Risks are sort of terrifying.
A few nights ago, I went out for drinks with a college friend who is about to jet off to Argentina to teach English for 8 months. She’s the type who’s traveled all over–by herself! She absolutely loves to travel, having already gone to South America several times. It’s stuff like this that makes me envious of people and their risk-taking ways.
My friend and I have very similar personalities. We’re both emotional and somewhat reserved, but are generally in good spirits. I mentioned to her that I wish I was better at taking risks. This is one of my greatest weaknesses, and it always has been.
Then she told me that when she travels for long periods of time, the transition is difficult. She always cries and has a period of adjustment. It’s easy to assume, at least for me, that the people who are out there doing the cool stuff and racking up these awesome life experiences are able to breeze through these decisions and through every step of the process. That they easily go with the flow of everything that comes their way. And perhaps this is sometimes true. But it’s important to remember that everyone has reservations about new experiences, and that doesn’t mean we shouldn’t try our hardest to make them happen.
Adulthood is all about taking risks, and I really ought to take more of them.
“Things change. And friends leave. Life doesn’t stop for anybody.” – Stephen Chbosky, The Perks of Being a Wallflower
This quote is especially relevant when you reach your early 20s. It’s a time of instability. It’s a time of moving and growing and giving in and letting go. It’s a time when it’s not just you who’s doing this. All of your friends are, too. The people you went to college with are discovering what makes them happy and, hopefully, are getting out there and doing what they love.
It’s easy to feel sad about all these changes. I’d say that I’m naturally resistant to change. I enjoy the idea of it, but not the actual process. When the moment of change approaches, panic and fear set in. I cling onto what is familiar until I have to let go. It isn’t all at once, though. Pieces of my life change until it feels so much different than before.
But it’s just something everyone has to deal with, and I’d better get used to it.

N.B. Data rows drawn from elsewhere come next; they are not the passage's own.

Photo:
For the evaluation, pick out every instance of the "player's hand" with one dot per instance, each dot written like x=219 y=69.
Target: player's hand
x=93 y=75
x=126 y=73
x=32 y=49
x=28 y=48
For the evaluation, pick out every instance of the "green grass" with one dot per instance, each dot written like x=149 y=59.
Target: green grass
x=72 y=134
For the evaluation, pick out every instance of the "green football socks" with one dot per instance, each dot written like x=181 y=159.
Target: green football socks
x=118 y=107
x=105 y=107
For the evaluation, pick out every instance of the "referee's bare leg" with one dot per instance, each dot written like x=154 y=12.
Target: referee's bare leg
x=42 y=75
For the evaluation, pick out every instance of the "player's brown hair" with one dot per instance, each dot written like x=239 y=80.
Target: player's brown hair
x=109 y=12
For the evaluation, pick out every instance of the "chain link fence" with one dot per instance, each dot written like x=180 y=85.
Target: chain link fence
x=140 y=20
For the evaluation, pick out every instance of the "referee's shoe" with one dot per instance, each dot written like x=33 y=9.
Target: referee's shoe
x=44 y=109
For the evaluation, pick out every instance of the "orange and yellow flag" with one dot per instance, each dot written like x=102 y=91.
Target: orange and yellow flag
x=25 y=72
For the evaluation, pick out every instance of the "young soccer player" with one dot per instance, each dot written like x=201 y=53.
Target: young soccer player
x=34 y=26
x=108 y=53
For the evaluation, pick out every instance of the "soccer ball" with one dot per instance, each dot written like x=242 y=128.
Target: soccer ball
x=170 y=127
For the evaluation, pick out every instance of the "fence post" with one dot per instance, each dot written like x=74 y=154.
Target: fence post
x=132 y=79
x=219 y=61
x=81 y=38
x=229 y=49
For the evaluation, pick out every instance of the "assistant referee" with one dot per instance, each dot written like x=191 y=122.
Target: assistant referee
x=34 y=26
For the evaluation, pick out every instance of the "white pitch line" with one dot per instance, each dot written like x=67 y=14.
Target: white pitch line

No one really prepares you for the weirdness of finally leaving the world of academia. I’m sure it will feel even weirder once the spring semester starts at my alma mater. When I see pictures of people who are still there, I don’t know how I’ll feel. I might miss it. I’ll miss parts of it, there’s no doubt about that. But the constant feeling of being behind? Having a long list of assignments hanging over my head? Not so much.
I’ve spent almost my entire life in school. And now I’m done. Not forever, but for a while… Probably a couple of years. (Let’s be real. Most humanities kids know that their bachelors degrees don’t amount to much in the real world.) But I’m so used to the never-ending process of balancing all the different parts of college life. I never even came close to mastering that, by the way. (And I don’t trust people who claim they have.) It’s just so strange to finally be on the other side of something that at times felt impossible. College is great for so many reasons, but I finally feel like maybe it was time to move on.
I had dinner with two of my high school friends last week. It was winter break for both of them, since one’s in grad school and the other is in med school. And there I was, out of school and pretty clueless about what I’m going to do. We talked about how when we’re out of school, time won’t feel as… concrete? So, I was in the class of 2014, and I always thought of 2014 as this huge defining year. It represented all that I was working toward. There was this palpable chunk of time that all led up to this big moment, and then… it’s just life. I’m not working toward a degree anymore, and that’s literally all I’ve ever known. Now there aren’t any grades to be earned or major achievements on the horizon.
Maybe that’s what I need, though. Goals. I’ve always been really terrible at setting and keeping goals, but maybe they would help to define my time. To really get a sense of what I’m doing and where I’m going. To figure out what I truly want to accomplish.